[8] Silver precipitated by Gallic or Pyrogallic Acid does not appear to be free from organic matter, and probably contains also a small proportion of Oxygen.

In remarking upon these peculiarities in the molecular condition of precipitated Silver, it should be observed that the appearance of a metal whilst in mass is no indication of its colour when in the state of fine powder. Platinum and Iron, both bright metals, and susceptible of a high polish, are dull and intensely black when in a fine state of division; Gold is of a purple or yellowish brown; Mercury a dirty grey.

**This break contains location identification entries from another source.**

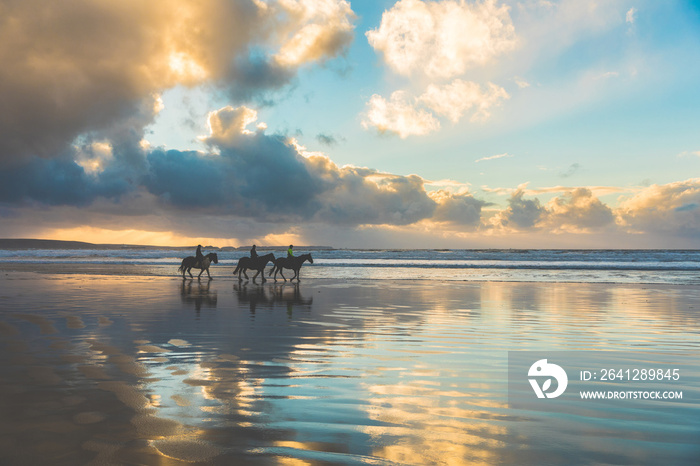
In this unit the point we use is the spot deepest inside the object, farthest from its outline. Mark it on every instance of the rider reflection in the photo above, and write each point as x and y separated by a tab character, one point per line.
200	295
275	296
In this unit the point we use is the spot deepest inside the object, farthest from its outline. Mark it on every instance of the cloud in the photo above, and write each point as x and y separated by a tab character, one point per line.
323	29
459	209
578	210
664	209
442	39
493	157
399	115
327	139
521	213
573	168
406	116
83	68
228	124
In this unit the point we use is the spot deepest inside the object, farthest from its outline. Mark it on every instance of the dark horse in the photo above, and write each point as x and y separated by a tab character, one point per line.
254	263
190	262
293	263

Reduction of the Hydracid Salts of Silver.—By the term Hydracid is meant Salts of Silver which contain no Oxygen or Oxygen-acids, but simply elements like Chlorine or Iodine combined with Silver. These elements are characterized by forming acids with Hydrogen, which acids are hence called Hydracids. Hydrochloric Acid (HCl) is an example; so also is Hydriodic Acid (HI).

The reduction of the Hydracid Salts requires to be discussed separately, because it is evidently different from that already described; the reducing agent tending only to absorb Oxygen, which is not present in these salts. The explanation is as follows: When a Chloride of a noble metal is reduced by a developer, an atom of water, composed of Oxygen and Hydrogen, takes a part in the reaction. The Oxygen of the water passes to the developer, the Hydrogen to the Chlorine.

To illustrate this, take a solution of Chloride of Gold, and add to it a little Sulphate of Iron. A yellow deposit of metallic Gold soon forms, and the supernatant liquid is found, by testing, to be acid from free Hydrochloric Acid. The following simple diagram, in which however the number of the atoms concerned is omitted, may assist the comprehension of the change.

The symbol Au represents Gold, Cl Chlorine, H Hydrogen, and O Oxygen. Observe that the molecules H and O separate from each other and pass in opposite directions: the latter unites with the Sulphate of Iron; the former meets Cl, and produces Hydrochloric Acid (HCl), whilst the atom of Gold is left alone.

Hence there is no theoretical difficulty in supposing a reduction of Iodide of Silver by a developer, if we associate with the Iodide an atom of water to furnish the Oxygen. Unless the sensitive plate however has been exposed to the light, the reduction does not readily take place; nor can it be produced under any circumstances, with or without light, when the whole of the free Nitrate of Silver has been washed away from the plate. Pure Iodide of Silver is therefore unaffected by a developer, and the compound which blackens on the application of Sulphate of Iron or Pyrogallic acid is an Iodide with excess of Nitrate of Silver.